Our basic behaviour patterns were formed when we moved out of forests onto the grasslands about 5m yrs bp. Our social interaction behaviour is primarily from the last 250,000 years, at least 200,000 of which was spent on the grasslands of Africa.

In the last 10,000 yrs, living in dense societies has put us under enormous evolutionary pressure through poor food and disease. We are all the survivors of the plagues. We still can't cure virus or prion based disease and our antibiotics and anti-parasite drugs are losing their potency. The next food limitation period in human society is likely to see some devastating plagues - and so it goes.

Mr Darwin ain't finished with us yet!

John Lambshead said...

Dear Kate

Neanderthals and humans diverged around 370 th yrs bp, ie, before humans became us. They were the European hominid and we were African. Molecular evidence currently suggest little or no interbreeding occured after this date.

There appears to be one important significant difference between Neanderthals and people. Neanderthal technology did not progress all that much and they do not seem to have embraced fashion. Their arts are individual one off unlike the sweeps of artistic development you find with people.

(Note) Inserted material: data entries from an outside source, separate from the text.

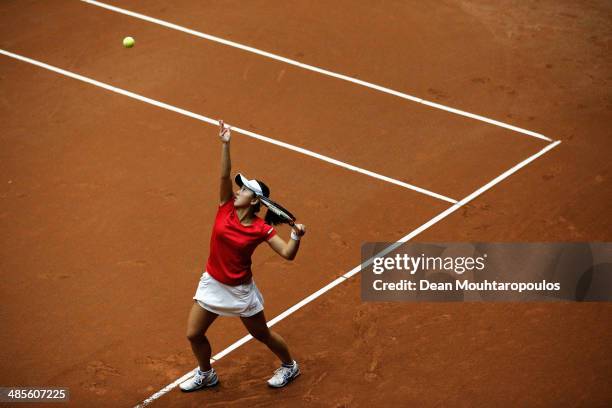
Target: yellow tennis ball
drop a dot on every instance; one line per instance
(128, 42)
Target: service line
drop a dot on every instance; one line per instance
(315, 69)
(234, 128)
(357, 269)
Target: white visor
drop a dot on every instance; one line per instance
(252, 185)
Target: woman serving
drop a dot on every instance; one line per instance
(227, 288)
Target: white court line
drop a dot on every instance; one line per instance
(357, 269)
(235, 129)
(315, 69)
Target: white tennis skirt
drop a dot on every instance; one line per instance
(241, 300)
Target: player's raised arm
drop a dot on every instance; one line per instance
(225, 190)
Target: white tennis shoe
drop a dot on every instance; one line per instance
(200, 380)
(284, 375)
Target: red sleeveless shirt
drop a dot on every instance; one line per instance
(232, 244)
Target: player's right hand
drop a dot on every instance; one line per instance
(224, 132)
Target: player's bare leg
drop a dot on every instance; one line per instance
(257, 327)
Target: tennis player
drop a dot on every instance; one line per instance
(227, 288)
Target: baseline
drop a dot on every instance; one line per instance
(316, 69)
(235, 129)
(357, 269)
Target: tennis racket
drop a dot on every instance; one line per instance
(279, 210)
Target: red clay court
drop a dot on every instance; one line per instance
(424, 121)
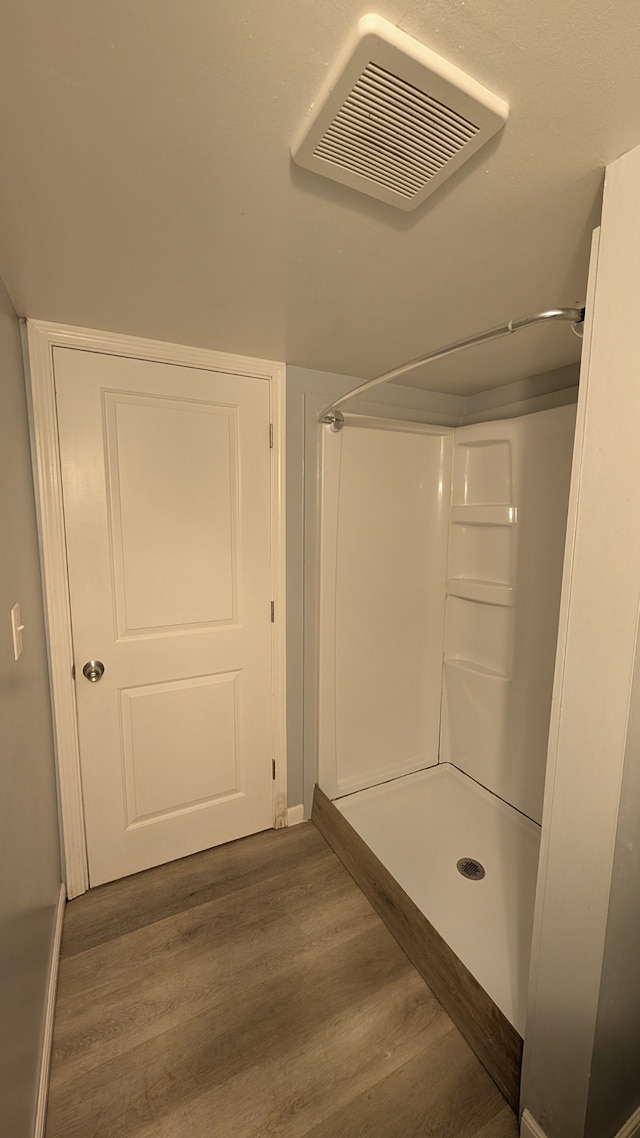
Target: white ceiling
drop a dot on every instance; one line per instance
(146, 184)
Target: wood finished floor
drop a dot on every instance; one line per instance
(248, 991)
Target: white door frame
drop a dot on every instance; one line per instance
(39, 340)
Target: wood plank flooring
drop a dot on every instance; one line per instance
(251, 991)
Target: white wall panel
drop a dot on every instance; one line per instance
(510, 493)
(385, 503)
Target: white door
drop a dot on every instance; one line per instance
(166, 497)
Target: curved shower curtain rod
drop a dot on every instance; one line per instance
(335, 418)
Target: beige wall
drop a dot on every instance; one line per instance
(29, 833)
(583, 1033)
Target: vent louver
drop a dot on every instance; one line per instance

They may not have been as creative as us.

Anonymous said...

I think the first anatomically modern humans are about 120K years ago. But behaviorally, taking widespread art and frequent tech innovation, we're only about 35,000 years old.

During that period we've evolved from Hunter-Gatherers to farmers to city dwellers. Our skeletons may not have changed much, but I suspect our genetic makeup has shifted drastically. Different diet (not wholly adapted to yet)and germ loads unheard of in isolated societies of a few dozen people are changing us.

We're very much a work in progress. Some times, like right now, I wonder if we aren't heading in the wrong direction, but things change. Right now, most of the Western Civs are undergoing population contraction, with immigration from other cultures so high the original culture could be lost, with the gene mixture common to Europe following.

Anton, I find the studies of identical twins raised apart fascinating. Being hardwired for a large range of things influences an amazing number of preferences, but it doesn't control us, nor dictate our actions or futures.

It does put us in a box that is hard to escape. But we escape regularly. Taking male-female bonding, for instance. It's a hardwired preference, yet the divorce rate is sky high, ditto second third and fourth marriages. Our society is starting to look like serial polygamy, rather than the monogamous ideal of former generations. We are programmed to like kids. But as a society we satisfy this craving with one or two children, possibly step children, adopted or foster kids. Or cats and dogs.

This is a profound escape from the boxes of both genes and society.

But think about this as an evolutionary force. Whatever component of "wants children" is genetic is increasing in percentage as the sub-population as a whole looses numbers. People with weak "wants children" genes are removing themselves from the gene pool.